Warren is chief executive officer and chairman of Energy Transfer Partners. Warren also serves as chairman of the general partner of Energy Transfer Equity. Prior to the combination of the operations of ETP and Heritage Propane in 2004, Warren co-founded the entities that acquired and operated the midstream natural gas pipelines that were contributed in the merger. From 1996 to 2000, Warren served as a director of Crosstex Energy, Inc. and from 1993 to 1996, he served as president, chief operating officer and a director of Cornerstone Natural Gas, Inc. Warren has more than 25 years of business experience in the energy industry.

In 2015, Governor Greg Abbott of Texas appointed Warren to the Texas Parks and Wildlife Commission.

In 2020, Warren received a COVID stimulus check as he had reported large losses previously.

In 2022, he ranked No. 289 on the Forbes 400 list of the richest people in America, with an estimated net worth of $3.8 billion. As of September 2024, his net worth over $7 billion.

==Music==
In 2007, he co-founded an independent record label, Music Road Records, with Jimmy LaFave and Fred Remmert.
He collects music memorabilia, and has a collection that includes autographs of Jackson Browne and drumsticks signed by the Eagles.

==Philanthropy==

In 2020, Forbes gave Warren its lowest score for philanthropy, a "1." This indicates he was in the lowest 20% of billionaires rated.

In 2012, Warren donated $10 million to help build Klyde Warren Park in downtown Dallas. It is named for his son. As part of the contract, his son cleans up trash from the park once a month. The construction of the park cost about $90 million. Warren's gift was the largest, giving him naming rights.

== Political activity==

Warren donated $6 million to Governor Rick Perry's 2016 presidential campaign. He also donated $103,000 to President Donald Trump's 2016 presidential campaign. Together with his spouse Amy, Warren contributed $1.8 million to President Donald Trump's 2020 presidential campaign. In August 2020, Warren gave $10 million to the America First Action super PAC, which supports Donald Trump. In May 2024, Warren hosted a fundraiser in Houston for Donald Trump. In total, Warren and his wife contributed more than $20 million to Trump's presidential runs between 2016 and 2024. He gave $1 million to Greg Abbott after Texas's 2021 legislative session. He donated $5 million to pro-Trump super PAC Make America Great Again Inc. in May 2024.
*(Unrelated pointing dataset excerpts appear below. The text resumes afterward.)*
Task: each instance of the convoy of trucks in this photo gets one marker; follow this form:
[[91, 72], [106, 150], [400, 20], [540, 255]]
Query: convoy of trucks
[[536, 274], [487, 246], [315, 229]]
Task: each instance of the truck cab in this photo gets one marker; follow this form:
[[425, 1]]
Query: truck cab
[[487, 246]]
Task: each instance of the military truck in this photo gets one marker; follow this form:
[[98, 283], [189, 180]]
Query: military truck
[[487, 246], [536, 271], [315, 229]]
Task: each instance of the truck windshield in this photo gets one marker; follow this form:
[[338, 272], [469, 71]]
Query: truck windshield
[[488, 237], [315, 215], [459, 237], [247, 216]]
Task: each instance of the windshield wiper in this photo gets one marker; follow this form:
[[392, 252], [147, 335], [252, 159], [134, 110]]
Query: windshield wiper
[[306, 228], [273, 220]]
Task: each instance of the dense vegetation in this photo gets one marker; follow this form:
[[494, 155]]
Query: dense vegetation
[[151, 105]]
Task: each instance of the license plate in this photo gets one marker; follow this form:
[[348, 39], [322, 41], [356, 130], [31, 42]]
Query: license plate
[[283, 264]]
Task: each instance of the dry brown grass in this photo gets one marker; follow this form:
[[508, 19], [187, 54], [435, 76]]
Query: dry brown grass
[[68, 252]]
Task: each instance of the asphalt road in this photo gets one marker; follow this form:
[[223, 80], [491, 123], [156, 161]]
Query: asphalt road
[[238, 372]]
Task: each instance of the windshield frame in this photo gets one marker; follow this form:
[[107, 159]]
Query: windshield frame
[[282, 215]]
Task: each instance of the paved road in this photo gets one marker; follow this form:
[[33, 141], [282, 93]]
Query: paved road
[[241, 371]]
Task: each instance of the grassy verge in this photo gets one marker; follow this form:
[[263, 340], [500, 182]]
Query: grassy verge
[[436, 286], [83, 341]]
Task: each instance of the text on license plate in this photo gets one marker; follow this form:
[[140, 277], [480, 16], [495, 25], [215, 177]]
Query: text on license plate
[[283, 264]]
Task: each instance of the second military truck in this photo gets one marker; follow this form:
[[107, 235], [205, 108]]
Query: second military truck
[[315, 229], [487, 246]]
Warren has called for environmental activists to be "removed from the gene pool."

==Personal life==
Warren married the former Sherry Johnson on May 18, 1980, in Dallas, and they divorced in 1991. He married Amy Hudson on June 3, 2010, in Dallas. He has one son, Klyde Warren.

He lives in Preston Hollow, Dallas on an 8+-acre estate on Park Lane valued at more than $30 million. In 2012, press reports indicated he owned an estate on an island off the coast of Honduras.

In 2010, he bought the 3,500-acre BootJack Ranch near Pagosa Springs, Colorado, for $46.5 million. He also owns an 8,000-acre ranch near Cherokee, Texas, the 20,000-acre Lajitas Golf Resort and Spa in Lajitas, Texas, and a private island near Roatán, Honduras.

In 2020 Warren acquired Castletown Cox house and estate in County Kilkenny, Ireland for €12.6m.